Muldoon initiated hydrocarbon exploration in Taranaki. He drove investment in hydroelectricity, thermal power stations and reticulated gas networks. He pushed for the electrification of the North Island Railway. He also drove the conversion of a large part of the vehicle fleet to run on compressed or liquefied natural gas.
What neither Muldoon nor the Oil Sheiks expected was the American response. This was to install puppet regimes in places that allowed the oil companies open access to much of the world’s oil. And also the Alaskan and North Sea finds. This allowed America to eventually get the price back from US$40+ per barrel to below US$20.
Oil Price 1861 2010 Source EIA
That stuffed Muldoon’s calculations completely. He had done his sums on the price staying high. Instead we had a thirty-year glut of cheap oil. All his projects looked like white elephants or worse – a vast drain on the economy.
But Muldoon wasn’t wrong, just that his timing was bad. In hindsight he wasn’t even that wrong with his timing as nearly everything he caused to be built has contributed hugely to the economy over that period. The real problem was that no one understood the true value of what he had built until now, when the cost of energy is being priced closer to its real value to society.
Now the time has come when the true farsightedness of his investment decisions are becoming evident. This paper released this week by the International Monetary Fund puts it quite succinctly (for a paper of this sort) in the introduction to the paper.
The Future of Oil: Geology versus Technology IMF Working paper 12/109
We discuss and reconcile two diametrically opposed views concerning the future of world oil production and prices. The geological view expects that physical constraints will dominate the future evolution of oil output and prices. It is supported by the fact that world oil production has plateaued since 2005 despite historically high prices, and that spare capacity has been near historic lows. The technological view of oil expects that higher oil prices must eventually have a decisive effect on oil output, by encouraging technological solutions. It is supported by the fact that high prices have, since 2003, led to upward revisions in production forecasts based on a purely geological view. We present a nonlinear econometric model of the world oil market that encompasses both views. The model performs far better than existing empirical models in forecasting oil prices and oil output out of sample. Its point forecast is for a near doubling of the real price of oil over the coming decade.
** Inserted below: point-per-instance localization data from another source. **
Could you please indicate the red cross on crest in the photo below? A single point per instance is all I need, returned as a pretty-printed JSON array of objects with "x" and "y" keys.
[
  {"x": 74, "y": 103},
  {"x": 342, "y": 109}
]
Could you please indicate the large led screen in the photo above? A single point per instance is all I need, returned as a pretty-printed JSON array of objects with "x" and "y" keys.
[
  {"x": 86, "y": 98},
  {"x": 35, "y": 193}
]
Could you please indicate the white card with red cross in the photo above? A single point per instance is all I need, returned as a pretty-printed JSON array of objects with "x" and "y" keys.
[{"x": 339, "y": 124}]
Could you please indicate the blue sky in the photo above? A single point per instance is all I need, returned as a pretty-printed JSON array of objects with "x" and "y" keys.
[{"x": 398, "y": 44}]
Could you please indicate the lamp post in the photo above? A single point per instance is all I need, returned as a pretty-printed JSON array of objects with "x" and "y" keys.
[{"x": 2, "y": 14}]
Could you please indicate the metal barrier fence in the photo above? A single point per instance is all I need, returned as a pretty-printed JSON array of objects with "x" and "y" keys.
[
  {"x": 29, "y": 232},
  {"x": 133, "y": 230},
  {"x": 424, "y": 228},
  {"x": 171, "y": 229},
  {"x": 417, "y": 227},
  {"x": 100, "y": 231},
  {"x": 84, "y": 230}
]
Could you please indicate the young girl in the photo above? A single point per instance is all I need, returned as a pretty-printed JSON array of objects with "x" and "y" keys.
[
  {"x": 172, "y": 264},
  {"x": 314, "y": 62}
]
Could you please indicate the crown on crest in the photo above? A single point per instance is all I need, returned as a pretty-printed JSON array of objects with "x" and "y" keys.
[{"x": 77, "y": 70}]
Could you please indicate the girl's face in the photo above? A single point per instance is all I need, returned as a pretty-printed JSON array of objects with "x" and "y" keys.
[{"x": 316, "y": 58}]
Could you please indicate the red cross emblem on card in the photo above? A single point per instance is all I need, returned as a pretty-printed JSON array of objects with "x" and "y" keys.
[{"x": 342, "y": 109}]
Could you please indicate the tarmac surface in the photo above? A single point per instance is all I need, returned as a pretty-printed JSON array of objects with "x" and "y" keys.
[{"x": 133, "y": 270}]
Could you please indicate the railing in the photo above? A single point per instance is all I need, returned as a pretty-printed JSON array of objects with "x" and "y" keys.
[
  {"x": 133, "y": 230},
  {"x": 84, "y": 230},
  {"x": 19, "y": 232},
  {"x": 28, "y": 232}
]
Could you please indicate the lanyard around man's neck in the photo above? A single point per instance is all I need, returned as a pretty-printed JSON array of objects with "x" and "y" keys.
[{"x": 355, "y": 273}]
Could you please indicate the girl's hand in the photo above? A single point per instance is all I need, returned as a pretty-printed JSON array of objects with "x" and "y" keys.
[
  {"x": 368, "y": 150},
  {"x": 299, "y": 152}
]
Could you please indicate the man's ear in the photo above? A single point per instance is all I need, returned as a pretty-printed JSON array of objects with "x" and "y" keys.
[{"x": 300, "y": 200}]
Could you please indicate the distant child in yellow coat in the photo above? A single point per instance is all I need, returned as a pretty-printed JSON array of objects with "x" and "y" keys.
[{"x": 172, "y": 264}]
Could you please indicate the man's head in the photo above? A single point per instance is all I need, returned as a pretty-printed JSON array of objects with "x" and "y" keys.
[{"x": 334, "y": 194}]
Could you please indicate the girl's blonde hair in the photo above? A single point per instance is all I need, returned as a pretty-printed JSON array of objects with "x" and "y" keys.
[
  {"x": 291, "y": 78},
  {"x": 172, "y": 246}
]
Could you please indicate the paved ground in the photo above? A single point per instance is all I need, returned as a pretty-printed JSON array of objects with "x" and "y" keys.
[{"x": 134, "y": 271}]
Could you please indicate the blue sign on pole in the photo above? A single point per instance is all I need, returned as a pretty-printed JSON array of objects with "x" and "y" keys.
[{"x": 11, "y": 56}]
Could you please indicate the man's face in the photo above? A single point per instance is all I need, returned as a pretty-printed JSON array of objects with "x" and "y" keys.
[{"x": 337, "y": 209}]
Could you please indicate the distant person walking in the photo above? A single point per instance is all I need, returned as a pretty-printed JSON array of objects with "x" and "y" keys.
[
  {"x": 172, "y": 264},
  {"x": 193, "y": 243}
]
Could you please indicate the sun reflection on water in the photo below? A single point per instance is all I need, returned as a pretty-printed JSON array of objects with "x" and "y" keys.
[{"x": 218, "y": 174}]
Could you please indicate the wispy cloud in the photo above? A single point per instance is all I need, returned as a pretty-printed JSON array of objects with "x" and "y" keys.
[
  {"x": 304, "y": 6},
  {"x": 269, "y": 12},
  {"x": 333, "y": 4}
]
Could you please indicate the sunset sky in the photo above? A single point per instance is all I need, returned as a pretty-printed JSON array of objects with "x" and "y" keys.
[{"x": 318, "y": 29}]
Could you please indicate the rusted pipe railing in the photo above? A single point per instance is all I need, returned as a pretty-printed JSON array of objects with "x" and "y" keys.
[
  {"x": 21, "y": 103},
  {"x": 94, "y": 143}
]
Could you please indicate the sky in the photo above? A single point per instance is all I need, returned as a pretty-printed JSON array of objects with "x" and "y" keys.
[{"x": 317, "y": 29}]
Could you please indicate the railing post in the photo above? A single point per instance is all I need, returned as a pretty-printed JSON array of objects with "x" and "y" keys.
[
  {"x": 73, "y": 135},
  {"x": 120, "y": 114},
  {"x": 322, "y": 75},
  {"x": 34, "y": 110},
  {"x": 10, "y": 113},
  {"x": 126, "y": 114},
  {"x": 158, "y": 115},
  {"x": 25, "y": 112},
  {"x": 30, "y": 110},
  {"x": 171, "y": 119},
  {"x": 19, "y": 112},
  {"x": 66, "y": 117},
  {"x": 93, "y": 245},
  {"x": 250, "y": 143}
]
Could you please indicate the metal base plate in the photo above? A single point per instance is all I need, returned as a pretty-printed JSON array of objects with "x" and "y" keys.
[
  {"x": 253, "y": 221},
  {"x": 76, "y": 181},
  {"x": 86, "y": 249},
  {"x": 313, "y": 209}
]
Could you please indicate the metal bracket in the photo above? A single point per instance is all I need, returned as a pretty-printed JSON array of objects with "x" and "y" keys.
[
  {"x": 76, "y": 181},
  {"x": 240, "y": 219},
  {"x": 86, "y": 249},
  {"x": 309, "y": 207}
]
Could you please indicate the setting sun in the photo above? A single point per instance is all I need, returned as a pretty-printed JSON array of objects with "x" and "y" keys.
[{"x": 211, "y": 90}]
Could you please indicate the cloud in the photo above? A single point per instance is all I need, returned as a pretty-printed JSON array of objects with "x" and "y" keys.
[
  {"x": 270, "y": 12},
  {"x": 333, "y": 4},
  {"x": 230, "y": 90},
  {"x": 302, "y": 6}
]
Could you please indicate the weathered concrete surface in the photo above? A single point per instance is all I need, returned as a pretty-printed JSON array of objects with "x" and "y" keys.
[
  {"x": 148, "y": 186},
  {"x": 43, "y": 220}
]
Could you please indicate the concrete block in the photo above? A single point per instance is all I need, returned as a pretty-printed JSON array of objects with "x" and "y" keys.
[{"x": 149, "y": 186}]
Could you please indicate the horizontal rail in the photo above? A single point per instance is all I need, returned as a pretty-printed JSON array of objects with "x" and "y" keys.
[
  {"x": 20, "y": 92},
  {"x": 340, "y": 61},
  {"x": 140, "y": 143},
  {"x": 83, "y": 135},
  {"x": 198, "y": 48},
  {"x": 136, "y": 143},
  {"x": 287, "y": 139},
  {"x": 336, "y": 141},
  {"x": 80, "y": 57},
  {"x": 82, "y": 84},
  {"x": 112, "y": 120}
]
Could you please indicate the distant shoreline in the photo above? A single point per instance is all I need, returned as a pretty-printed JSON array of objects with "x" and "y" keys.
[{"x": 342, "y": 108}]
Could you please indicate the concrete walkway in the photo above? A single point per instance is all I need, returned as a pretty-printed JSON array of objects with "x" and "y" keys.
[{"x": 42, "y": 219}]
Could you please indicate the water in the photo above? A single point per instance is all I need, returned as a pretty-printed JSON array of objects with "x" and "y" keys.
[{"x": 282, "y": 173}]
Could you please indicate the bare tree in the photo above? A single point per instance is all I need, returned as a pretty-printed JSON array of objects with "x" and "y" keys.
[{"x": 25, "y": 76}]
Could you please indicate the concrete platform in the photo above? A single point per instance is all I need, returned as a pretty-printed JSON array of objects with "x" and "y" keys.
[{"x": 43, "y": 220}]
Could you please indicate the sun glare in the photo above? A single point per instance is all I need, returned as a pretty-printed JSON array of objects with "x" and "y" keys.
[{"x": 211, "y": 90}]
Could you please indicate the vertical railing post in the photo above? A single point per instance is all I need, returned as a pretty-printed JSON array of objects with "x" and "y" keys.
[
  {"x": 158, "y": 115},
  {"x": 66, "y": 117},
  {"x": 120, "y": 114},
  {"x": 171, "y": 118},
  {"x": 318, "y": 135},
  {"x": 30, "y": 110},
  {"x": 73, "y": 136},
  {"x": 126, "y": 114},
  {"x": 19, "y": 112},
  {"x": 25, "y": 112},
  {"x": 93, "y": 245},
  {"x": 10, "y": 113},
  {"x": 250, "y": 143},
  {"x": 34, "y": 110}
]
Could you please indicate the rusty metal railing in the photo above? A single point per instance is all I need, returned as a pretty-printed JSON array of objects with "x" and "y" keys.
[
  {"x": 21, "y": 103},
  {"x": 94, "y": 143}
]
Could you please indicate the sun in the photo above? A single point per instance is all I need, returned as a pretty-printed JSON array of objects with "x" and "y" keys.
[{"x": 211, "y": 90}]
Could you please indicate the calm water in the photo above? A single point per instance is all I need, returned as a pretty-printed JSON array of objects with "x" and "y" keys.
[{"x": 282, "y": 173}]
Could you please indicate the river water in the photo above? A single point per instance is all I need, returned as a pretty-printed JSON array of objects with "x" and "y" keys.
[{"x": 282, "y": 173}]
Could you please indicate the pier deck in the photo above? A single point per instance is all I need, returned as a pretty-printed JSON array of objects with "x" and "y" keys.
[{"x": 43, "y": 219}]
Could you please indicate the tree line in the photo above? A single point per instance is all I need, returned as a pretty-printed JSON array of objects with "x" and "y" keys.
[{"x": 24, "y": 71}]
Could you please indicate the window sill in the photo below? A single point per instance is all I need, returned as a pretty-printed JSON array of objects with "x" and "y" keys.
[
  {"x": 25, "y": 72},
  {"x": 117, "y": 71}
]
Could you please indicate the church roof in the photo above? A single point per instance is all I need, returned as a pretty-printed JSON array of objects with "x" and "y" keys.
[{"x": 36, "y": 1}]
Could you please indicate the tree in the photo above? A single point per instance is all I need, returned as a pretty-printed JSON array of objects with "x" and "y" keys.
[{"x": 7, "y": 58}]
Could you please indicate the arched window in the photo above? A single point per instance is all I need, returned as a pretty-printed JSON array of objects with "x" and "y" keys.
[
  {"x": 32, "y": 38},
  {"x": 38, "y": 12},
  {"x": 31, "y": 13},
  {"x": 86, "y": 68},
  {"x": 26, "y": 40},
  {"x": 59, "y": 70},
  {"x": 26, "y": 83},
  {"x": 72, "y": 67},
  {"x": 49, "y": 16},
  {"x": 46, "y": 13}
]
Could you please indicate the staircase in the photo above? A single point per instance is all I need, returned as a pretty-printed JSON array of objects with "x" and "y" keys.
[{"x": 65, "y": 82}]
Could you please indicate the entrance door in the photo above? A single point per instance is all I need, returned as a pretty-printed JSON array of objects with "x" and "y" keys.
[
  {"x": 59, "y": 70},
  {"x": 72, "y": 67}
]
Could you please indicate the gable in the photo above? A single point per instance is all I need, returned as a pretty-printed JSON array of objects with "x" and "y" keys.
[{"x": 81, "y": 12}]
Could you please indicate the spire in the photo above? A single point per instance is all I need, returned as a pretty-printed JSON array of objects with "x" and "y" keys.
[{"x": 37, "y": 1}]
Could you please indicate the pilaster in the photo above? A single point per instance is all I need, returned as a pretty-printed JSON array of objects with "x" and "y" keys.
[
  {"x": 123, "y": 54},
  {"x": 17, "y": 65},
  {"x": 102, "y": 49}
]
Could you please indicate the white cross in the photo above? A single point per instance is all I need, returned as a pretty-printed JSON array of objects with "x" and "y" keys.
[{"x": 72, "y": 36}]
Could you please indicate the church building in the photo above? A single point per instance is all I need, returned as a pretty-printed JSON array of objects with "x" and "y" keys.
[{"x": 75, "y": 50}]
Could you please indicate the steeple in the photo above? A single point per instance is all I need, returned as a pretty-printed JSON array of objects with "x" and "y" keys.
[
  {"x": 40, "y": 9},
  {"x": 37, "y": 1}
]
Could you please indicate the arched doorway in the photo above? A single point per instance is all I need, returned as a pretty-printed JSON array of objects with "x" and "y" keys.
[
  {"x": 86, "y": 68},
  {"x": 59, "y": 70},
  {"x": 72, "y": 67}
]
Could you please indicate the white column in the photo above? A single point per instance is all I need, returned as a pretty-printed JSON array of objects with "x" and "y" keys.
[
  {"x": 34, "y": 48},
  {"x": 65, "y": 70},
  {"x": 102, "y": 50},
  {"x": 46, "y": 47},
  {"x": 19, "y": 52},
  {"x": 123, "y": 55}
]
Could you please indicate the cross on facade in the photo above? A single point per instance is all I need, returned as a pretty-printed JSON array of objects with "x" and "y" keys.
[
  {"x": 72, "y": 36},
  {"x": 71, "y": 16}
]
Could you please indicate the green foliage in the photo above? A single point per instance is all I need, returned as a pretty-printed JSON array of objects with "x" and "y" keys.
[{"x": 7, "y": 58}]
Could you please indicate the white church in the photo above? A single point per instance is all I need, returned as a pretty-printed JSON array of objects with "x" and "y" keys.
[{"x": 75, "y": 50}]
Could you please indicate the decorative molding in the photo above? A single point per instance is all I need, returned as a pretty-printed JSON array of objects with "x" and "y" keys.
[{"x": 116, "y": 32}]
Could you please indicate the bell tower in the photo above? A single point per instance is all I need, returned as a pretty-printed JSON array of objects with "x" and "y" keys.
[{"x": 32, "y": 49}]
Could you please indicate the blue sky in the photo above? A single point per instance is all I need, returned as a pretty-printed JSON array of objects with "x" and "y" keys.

The point this paper makes is that regardless of price, oil is getting harder to find and more expensive to extract. This simple fact is made more complicated by billions more people expecting to have an oil-supported lifestyle.
Here in NZ the problem is compounded by the fact that we are also getting poorer relative to those who want to buy oil.
The simple fact is that if we don’t have energy we don’t have a modern economy. Muldoon saw that. He also saw that renewables such as hydro-power were an investment that produced what is in effect a perpetuity. The value of the output only grows with time while the historical cost diminishes. Unfortunately accountants and economists apply discount rates to perpetuities that emphasizes the short-term cost and undervalue the long-term benefits. The same narrow view overlooks the fact that society and the economy that feeds it needs energy and the availability of energy to the economy has a value far greater than its market price.
And as for leadership, name one prime minister since Muldoon that has left a legacy that would be particularly missed as much as the assets built during the Think Big era. There are none. Indeed in most cases the loss of their legacy would be an improvement.
As with much of human endeavour there was plenty that was wrong about Muldoon and his reign but there were some things he did that we should be forever grateful for. As with all things we should look at this time when government did serious visionary stuff and wonder why we are now so supine infront of a government who's only strategy is to sell us to the highest bidder.
Interestingly enough most of what they are now selling as so valuable an investment are the very Think Big assets that Muldoon has so long been ridiculed for.
How quickly we forget the inconvenient bits.
How quickly we forget the inconvenient bits.